20-Minute Home Workout for Beginners — Fast, Simple and Effective
No time to work out? Then why not try the best 20-minute home workout for busy beginners. Read on to learn everything you need to know.

20 minute home workout for beginners at home
A 20 minute home workout for beginners is one of the smartest ways to get fit when life is busy.
You set your alarm for 6am with every intention of working out. Then life happened. The kids needed breakfast. Emails were piling up. And just like that — another day passed without exercise.
Sound familiar? You are not alone. Millions of people want to get fit but simply do not have the time.
Here is the good news. You do not need one hour. You do not even need 30 minutes. This simple 20 minute routine fits into even the busiest day — and it actually works.
This guide gives you everything you need. Four exercises. A clear structure. Zero equipment. And results you can feel within two weeks.
Ready? Let us begin.
To see more workout routines read our guide to Full Body Home Workout Routine for Beginners.
Table Of Contents
- 20 Minute Home Workout for Beginners — Why It Works
- How This 20 Minute Home Workout for Beginners Is Structured
- Step 1 — Warm Up (3 Minutes)
- Step 2 — The Main Circuit (14 Minutes)
- Weekly Schedule for Your 20 Minute Home Workout for Beginners
- How to Make This Harder Over Time
- Five Tips to Stay Consistent When Life Gets Busy
- A Note for Those Who Want Extra Support
- Start Your 20 Minute Home Workout for Beginners Right Now
- FAQs
- References
When you are new to exercise your body responds to even small amounts of movement.
20 Minute Home Workout for Beginners — Why It Works
Your muscles are untrained. Your heart and lungs are not used to the effort. So just 20 minutes of focused work is genuinely enough to create real change.
Science backs this up. A study in the Journal of Physiology showed that short structured workouts produce the same fitness benefits as longer sessions for beginners.

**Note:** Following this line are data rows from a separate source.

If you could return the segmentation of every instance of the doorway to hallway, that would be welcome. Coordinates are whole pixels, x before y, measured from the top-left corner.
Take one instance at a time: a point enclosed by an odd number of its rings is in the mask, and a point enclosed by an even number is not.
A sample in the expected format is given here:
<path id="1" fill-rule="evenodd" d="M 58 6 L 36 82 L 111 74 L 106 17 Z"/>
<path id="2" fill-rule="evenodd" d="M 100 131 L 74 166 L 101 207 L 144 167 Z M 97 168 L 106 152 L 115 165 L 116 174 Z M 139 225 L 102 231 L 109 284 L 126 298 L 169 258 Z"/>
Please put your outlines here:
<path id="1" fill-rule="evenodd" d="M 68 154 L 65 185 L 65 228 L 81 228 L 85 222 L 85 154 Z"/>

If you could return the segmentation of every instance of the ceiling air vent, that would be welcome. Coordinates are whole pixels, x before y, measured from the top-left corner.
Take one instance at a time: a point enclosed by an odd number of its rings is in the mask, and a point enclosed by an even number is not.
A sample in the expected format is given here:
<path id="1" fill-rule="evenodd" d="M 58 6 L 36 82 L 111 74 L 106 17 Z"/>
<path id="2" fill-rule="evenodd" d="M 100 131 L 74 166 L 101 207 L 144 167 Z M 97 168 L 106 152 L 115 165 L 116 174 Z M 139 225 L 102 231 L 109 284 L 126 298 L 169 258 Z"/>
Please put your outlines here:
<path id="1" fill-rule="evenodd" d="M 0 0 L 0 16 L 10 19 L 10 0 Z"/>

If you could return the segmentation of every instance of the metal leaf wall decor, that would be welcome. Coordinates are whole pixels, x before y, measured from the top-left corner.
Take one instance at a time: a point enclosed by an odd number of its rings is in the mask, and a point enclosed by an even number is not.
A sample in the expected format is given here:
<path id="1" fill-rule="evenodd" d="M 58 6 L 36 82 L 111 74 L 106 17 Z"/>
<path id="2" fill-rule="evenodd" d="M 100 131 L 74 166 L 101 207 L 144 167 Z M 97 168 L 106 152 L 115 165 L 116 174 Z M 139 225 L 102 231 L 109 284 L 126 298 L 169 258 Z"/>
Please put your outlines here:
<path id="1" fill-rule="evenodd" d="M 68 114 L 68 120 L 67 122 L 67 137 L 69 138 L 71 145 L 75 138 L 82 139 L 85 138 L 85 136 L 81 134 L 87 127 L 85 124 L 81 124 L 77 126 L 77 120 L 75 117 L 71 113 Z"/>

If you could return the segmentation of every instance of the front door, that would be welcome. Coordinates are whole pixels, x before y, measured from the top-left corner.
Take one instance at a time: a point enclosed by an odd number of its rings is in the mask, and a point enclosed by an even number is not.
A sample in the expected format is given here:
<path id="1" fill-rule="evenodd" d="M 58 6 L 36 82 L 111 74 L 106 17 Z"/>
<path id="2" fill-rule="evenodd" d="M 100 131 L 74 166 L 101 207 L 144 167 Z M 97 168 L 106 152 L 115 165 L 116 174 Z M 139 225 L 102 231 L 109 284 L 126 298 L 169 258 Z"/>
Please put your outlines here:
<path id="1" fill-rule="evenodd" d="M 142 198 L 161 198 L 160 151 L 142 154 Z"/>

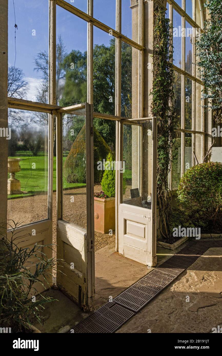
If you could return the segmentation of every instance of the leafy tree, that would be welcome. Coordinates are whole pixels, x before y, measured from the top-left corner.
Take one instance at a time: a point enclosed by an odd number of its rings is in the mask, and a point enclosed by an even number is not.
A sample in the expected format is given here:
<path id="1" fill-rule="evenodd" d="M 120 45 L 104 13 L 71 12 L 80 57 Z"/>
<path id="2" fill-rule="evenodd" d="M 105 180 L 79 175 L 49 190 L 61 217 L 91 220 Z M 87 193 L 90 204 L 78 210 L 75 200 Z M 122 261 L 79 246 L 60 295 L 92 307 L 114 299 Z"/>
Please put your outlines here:
<path id="1" fill-rule="evenodd" d="M 222 123 L 222 2 L 207 0 L 204 6 L 209 17 L 196 42 L 199 60 L 197 66 L 204 84 L 203 98 L 207 99 L 205 107 L 212 109 L 215 122 L 220 124 Z"/>

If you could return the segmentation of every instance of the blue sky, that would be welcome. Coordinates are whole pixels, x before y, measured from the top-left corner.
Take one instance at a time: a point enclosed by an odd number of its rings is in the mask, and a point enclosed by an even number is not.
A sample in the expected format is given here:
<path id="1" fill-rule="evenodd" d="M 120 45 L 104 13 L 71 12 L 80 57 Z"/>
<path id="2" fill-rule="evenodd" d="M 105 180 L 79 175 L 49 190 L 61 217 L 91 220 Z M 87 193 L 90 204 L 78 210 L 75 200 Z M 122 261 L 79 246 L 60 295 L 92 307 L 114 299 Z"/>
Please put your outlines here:
<path id="1" fill-rule="evenodd" d="M 87 11 L 87 0 L 66 0 L 83 11 Z M 72 2 L 71 2 L 72 1 Z M 123 32 L 131 37 L 130 0 L 122 0 Z M 34 57 L 40 51 L 48 51 L 48 0 L 14 0 L 16 30 L 15 66 L 23 70 L 30 84 L 29 100 L 33 100 L 35 87 L 41 80 L 40 73 L 33 72 Z M 94 17 L 115 28 L 115 0 L 94 0 Z M 57 8 L 57 37 L 60 34 L 67 52 L 87 49 L 87 23 L 59 6 Z M 9 0 L 9 65 L 15 59 L 15 17 L 13 0 Z M 112 38 L 94 28 L 94 43 L 108 45 Z M 35 100 L 35 99 L 34 99 Z"/>

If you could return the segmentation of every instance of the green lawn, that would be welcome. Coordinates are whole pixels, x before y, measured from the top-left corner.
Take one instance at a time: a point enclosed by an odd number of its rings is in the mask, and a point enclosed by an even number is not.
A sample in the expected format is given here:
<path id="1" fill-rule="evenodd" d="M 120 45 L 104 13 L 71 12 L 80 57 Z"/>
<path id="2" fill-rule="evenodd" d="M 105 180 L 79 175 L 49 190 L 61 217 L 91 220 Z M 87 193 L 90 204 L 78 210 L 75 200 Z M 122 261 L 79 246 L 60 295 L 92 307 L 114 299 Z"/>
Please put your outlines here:
<path id="1" fill-rule="evenodd" d="M 30 197 L 36 194 L 41 194 L 47 192 L 48 189 L 48 156 L 40 153 L 34 157 L 31 152 L 19 151 L 14 157 L 9 158 L 21 158 L 21 171 L 15 174 L 15 178 L 21 182 L 21 190 L 27 192 L 26 194 L 8 195 L 9 198 Z M 63 157 L 63 162 L 66 157 Z M 35 169 L 32 168 L 32 163 L 35 163 Z M 31 168 L 30 168 L 31 166 Z M 8 178 L 10 177 L 9 174 Z M 82 183 L 67 183 L 63 177 L 63 188 L 73 188 L 85 185 Z M 53 160 L 53 190 L 56 189 L 56 157 Z"/>

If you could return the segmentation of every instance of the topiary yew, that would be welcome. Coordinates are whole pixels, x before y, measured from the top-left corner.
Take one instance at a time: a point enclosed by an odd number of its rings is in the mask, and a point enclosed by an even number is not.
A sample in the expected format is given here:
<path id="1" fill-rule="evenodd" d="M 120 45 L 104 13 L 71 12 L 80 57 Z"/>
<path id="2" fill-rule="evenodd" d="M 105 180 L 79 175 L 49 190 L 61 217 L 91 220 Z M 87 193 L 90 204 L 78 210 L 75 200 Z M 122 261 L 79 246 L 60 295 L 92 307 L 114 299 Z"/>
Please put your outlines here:
<path id="1" fill-rule="evenodd" d="M 188 169 L 181 178 L 177 196 L 184 207 L 196 208 L 210 219 L 221 222 L 222 163 L 208 162 Z"/>
<path id="2" fill-rule="evenodd" d="M 100 182 L 103 171 L 98 169 L 97 162 L 103 161 L 111 150 L 96 129 L 93 129 L 94 182 Z M 85 183 L 86 125 L 84 125 L 74 141 L 64 164 L 63 173 L 68 183 Z"/>

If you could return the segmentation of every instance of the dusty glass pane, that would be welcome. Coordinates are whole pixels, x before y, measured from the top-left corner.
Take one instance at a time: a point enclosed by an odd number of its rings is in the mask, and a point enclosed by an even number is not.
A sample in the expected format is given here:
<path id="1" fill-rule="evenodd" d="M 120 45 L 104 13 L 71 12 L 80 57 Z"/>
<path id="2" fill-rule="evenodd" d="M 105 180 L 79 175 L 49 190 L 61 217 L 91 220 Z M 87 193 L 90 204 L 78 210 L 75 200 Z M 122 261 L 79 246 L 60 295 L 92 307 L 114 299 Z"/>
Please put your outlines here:
<path id="1" fill-rule="evenodd" d="M 115 41 L 94 26 L 93 43 L 93 110 L 115 115 Z"/>
<path id="2" fill-rule="evenodd" d="M 166 10 L 165 16 L 167 19 L 170 18 L 170 4 L 169 2 L 166 3 Z"/>
<path id="3" fill-rule="evenodd" d="M 195 134 L 195 155 L 196 157 L 196 159 L 195 158 L 195 164 L 202 163 L 203 137 L 201 135 Z"/>
<path id="4" fill-rule="evenodd" d="M 139 51 L 122 42 L 121 116 L 138 116 Z"/>
<path id="5" fill-rule="evenodd" d="M 131 0 L 122 0 L 122 33 L 125 36 L 139 42 L 139 4 Z M 132 6 L 131 4 L 132 4 Z"/>
<path id="6" fill-rule="evenodd" d="M 86 229 L 85 110 L 64 114 L 62 124 L 63 220 Z"/>
<path id="7" fill-rule="evenodd" d="M 45 220 L 48 217 L 48 114 L 9 109 L 8 120 L 7 219 L 21 225 Z"/>
<path id="8" fill-rule="evenodd" d="M 14 3 L 14 9 L 9 1 L 8 96 L 47 103 L 48 2 Z"/>
<path id="9" fill-rule="evenodd" d="M 181 133 L 175 133 L 172 155 L 172 188 L 178 187 L 181 176 Z"/>
<path id="10" fill-rule="evenodd" d="M 186 21 L 185 38 L 185 70 L 189 74 L 193 74 L 193 27 Z"/>
<path id="11" fill-rule="evenodd" d="M 192 166 L 192 134 L 185 132 L 184 172 L 191 168 Z"/>
<path id="12" fill-rule="evenodd" d="M 143 125 L 123 125 L 125 171 L 123 177 L 123 202 L 148 209 L 151 209 L 151 203 L 152 124 L 152 120 L 147 120 Z M 143 150 L 143 167 L 140 164 L 141 149 Z M 141 169 L 143 169 L 143 181 Z"/>
<path id="13" fill-rule="evenodd" d="M 174 9 L 173 10 L 173 63 L 181 68 L 182 62 L 182 16 Z"/>
<path id="14" fill-rule="evenodd" d="M 93 0 L 93 17 L 114 30 L 115 2 L 115 0 Z"/>
<path id="15" fill-rule="evenodd" d="M 185 129 L 192 129 L 193 81 L 185 77 Z"/>
<path id="16" fill-rule="evenodd" d="M 191 19 L 193 18 L 193 1 L 186 0 L 186 12 Z"/>
<path id="17" fill-rule="evenodd" d="M 56 99 L 63 107 L 87 99 L 87 24 L 56 8 Z"/>
<path id="18" fill-rule="evenodd" d="M 196 83 L 195 128 L 196 131 L 203 131 L 203 101 L 201 100 L 203 87 L 201 84 Z"/>
<path id="19" fill-rule="evenodd" d="M 202 27 L 202 6 L 200 0 L 196 0 L 196 22 L 199 26 Z"/>
<path id="20" fill-rule="evenodd" d="M 174 73 L 174 107 L 176 110 L 177 127 L 181 127 L 181 75 L 175 70 Z"/>
<path id="21" fill-rule="evenodd" d="M 88 7 L 88 0 L 64 0 L 75 7 L 87 13 Z"/>

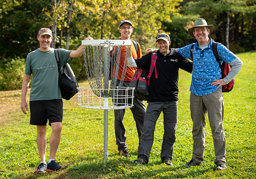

The great thing about a 20 minute home workout for beginners is that it feels completely achievable. Twenty minutes is not scary. You will not talk yourself out of it. You will not skip it because you are tired.
And that consistency — showing up three times a week for just 20 minutes — is what creates real lasting results over time.
How This 20 Minute Home Workout For Beginners Is Structured
Every effective workout requires an easy-to-follow structure. This workout structure is quite simple to comprehend and remember as well.
The workout structure will be as follows:
✔ Minutes 0 to 3 – Warm up. Activate the body’s muscles and joints.
✔ Minutes 4 to 17 – Circuit session. The session includes 4 body-training exercises.
✔ Minutes 18 to 20 – Cool down. Slow down your pulse and do some stretching exercise.
The 20-minute exercise routine will include three circuit sessions that each take 4-5 minutes to complete.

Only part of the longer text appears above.